Messico (4-3-3): Ochoa; Reyes, Araujo, Moreno, Layun; Dos Santos, Herrera, Guardado; Lozano, Chicharito, Vela. All. Osorio.

Russia (5-3-2): Akinfeev; Samedov, Dzhikiya, Vasin, Kudryashov, Zhirkov; Erokhin, Glushakov, Golovin; Bukharov, Smolov. All. Cherchesov.

CRONACA:

E dire che nella terza e ultima gara del gruppo A della Confederations Cup 2017, la Russia era passata in vantaggio, mettendo la freccia verso una possibile qualificazione alle semifinali del torneo casalingo. Difesa del Messico poco attenta e troppo impaurita in occasione dell’1-0 di Samedov, che ha ricevuto sulla destra, in area, scoccando un rasoterra preciso che non ha dato scampo a Ochoa. Nonostante il goal subito il Messico è comunque più intraprendente, impegnando Akinfeev in diversi interventi. Il portiere russo, ormai classe 1986, non è mai riuscito ad arrivare nell’olimpo dei portieri per le troppe indecisioni alternate alle grandi parate: la rimonta degli ospiti passa anche, sopratutto, dai suoi errori.
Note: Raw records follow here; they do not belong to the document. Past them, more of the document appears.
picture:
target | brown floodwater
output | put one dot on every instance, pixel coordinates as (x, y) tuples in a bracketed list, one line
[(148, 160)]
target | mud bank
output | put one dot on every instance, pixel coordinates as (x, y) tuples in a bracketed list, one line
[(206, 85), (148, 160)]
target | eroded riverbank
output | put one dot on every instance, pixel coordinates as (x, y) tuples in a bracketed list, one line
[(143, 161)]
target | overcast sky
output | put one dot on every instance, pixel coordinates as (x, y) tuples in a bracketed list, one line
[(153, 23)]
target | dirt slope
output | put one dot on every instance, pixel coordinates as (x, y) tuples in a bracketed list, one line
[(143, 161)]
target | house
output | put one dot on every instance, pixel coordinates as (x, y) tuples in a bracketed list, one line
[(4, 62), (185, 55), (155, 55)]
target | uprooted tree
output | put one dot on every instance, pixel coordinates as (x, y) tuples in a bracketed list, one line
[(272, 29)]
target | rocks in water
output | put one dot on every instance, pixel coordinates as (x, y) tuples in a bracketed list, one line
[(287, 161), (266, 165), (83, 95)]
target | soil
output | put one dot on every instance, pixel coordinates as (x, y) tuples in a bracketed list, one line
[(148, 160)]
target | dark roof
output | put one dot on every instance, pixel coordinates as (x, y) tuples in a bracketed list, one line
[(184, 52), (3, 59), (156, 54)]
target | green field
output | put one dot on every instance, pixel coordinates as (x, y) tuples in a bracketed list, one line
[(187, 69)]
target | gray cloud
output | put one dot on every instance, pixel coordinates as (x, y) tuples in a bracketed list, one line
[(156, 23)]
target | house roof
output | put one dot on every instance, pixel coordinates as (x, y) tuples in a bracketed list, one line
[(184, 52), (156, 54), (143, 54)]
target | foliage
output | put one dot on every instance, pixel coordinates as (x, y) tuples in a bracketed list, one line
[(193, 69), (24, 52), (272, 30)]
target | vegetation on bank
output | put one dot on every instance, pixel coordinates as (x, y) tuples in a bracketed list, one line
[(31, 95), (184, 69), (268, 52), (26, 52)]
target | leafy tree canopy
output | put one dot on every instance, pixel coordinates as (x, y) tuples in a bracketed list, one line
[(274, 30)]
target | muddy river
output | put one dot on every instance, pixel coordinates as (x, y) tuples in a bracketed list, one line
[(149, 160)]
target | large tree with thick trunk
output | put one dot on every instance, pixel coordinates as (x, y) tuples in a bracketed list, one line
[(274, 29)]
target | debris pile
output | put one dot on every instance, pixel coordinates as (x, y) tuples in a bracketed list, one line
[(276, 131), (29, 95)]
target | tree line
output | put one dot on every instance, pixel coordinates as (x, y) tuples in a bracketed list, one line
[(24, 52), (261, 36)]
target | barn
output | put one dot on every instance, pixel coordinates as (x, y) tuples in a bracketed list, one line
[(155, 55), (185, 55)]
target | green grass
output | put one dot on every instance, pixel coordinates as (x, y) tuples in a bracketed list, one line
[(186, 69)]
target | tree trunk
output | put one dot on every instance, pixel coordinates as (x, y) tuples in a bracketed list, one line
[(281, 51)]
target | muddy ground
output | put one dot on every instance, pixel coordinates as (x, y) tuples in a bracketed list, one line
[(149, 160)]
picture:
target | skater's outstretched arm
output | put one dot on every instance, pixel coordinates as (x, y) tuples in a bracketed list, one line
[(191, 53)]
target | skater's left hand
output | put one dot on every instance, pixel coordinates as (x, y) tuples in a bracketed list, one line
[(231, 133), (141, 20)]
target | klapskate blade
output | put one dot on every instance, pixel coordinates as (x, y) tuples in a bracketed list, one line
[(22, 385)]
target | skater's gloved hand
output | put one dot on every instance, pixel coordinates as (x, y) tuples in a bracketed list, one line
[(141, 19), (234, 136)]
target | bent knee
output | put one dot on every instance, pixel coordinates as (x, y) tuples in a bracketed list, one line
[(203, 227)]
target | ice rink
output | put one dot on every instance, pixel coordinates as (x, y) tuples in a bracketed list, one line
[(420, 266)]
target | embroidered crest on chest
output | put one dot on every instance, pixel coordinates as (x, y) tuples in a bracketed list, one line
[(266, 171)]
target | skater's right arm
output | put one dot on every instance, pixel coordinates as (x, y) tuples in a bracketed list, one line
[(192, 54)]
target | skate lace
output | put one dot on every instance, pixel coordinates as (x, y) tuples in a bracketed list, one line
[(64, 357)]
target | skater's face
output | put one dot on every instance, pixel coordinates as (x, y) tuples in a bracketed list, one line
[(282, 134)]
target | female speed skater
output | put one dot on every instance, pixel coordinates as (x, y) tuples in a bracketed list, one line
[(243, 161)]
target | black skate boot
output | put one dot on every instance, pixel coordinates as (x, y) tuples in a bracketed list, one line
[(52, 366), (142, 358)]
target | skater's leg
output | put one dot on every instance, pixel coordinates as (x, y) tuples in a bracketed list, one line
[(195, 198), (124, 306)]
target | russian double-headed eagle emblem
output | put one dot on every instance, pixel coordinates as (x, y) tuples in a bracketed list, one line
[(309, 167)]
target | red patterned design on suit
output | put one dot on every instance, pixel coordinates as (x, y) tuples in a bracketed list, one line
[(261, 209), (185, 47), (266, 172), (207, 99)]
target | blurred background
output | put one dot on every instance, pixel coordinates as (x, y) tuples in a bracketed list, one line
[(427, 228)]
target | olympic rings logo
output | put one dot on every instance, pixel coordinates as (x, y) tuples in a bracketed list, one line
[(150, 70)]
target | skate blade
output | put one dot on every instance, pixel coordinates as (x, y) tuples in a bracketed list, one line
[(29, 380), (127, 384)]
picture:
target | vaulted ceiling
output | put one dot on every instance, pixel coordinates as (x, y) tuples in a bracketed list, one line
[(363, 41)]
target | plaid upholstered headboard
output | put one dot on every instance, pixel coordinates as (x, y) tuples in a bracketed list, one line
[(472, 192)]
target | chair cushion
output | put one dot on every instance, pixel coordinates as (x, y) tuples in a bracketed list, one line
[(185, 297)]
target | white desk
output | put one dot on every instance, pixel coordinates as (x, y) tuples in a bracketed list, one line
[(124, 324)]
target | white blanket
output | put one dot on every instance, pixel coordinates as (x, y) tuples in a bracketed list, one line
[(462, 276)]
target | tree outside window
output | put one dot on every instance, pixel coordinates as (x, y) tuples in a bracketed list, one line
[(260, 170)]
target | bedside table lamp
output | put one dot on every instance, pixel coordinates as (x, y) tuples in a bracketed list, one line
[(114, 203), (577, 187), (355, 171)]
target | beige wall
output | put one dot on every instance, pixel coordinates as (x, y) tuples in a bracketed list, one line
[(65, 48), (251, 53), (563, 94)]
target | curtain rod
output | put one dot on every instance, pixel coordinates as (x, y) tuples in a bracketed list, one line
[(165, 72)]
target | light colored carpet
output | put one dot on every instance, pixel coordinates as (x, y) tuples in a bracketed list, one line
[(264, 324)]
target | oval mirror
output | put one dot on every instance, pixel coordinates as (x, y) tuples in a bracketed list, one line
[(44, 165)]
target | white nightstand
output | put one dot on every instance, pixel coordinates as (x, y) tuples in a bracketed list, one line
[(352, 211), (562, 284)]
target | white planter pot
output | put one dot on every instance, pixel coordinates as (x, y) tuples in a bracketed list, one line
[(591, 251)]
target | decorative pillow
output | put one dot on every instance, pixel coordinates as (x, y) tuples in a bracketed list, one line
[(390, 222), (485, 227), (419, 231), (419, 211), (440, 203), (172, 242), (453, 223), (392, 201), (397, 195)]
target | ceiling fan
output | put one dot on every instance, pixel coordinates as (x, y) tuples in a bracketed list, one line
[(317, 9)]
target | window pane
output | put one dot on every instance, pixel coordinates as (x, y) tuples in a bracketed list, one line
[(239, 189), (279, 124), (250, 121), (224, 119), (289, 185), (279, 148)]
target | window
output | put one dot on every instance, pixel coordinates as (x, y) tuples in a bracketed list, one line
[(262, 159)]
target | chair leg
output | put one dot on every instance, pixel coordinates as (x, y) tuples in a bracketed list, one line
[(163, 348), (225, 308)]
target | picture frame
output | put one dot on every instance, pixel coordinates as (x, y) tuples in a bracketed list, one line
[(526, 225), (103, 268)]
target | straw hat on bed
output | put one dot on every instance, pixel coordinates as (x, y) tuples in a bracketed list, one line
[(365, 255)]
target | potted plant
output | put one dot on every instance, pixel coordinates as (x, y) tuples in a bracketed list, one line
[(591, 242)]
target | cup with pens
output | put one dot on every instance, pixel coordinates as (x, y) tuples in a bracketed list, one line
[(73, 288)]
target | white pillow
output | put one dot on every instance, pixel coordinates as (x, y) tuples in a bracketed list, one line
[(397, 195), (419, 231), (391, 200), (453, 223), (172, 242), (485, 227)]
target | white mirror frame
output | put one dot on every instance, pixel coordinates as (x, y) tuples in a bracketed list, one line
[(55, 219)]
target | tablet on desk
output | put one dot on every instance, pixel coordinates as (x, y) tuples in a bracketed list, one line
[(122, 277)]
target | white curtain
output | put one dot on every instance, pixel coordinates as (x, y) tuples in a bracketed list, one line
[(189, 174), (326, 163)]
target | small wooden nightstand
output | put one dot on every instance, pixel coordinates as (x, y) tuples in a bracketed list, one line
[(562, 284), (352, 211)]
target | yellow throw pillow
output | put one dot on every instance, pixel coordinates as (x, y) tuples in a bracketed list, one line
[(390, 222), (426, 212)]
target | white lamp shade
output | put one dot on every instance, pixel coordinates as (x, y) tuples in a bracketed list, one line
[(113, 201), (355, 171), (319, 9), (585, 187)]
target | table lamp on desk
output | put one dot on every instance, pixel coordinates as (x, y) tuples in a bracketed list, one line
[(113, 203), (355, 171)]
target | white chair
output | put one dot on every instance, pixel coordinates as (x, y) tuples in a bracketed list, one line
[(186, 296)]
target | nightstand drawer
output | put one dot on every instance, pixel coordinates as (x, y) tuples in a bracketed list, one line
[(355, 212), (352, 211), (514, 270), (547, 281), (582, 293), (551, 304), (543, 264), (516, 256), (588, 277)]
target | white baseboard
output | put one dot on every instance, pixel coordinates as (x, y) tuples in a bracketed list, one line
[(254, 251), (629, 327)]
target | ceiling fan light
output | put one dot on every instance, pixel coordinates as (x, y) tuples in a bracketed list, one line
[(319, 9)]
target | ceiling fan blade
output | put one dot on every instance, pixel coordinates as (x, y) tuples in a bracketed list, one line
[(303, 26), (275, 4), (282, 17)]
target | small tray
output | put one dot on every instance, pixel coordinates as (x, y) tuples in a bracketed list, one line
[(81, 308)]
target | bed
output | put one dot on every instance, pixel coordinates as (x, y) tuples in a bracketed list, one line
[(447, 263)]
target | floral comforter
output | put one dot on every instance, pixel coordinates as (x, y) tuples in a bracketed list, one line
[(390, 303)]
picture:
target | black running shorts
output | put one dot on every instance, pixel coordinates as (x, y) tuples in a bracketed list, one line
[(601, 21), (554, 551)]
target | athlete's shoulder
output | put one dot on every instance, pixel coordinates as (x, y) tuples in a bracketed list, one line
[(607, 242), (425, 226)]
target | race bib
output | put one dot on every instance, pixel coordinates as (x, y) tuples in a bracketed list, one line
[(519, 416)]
Il Messico pareggia cinque minuti dopo lo svantaggio, con il colpo di testa di Araujo: una palombella che trova impreparato Akinfeev, quasi stupito dal movimento del difensore, autore dell’1-1 al 30′. Se nel primo goal l’estremo difensore russo può essere giustificato, nel secondo appare difficile difenderlo.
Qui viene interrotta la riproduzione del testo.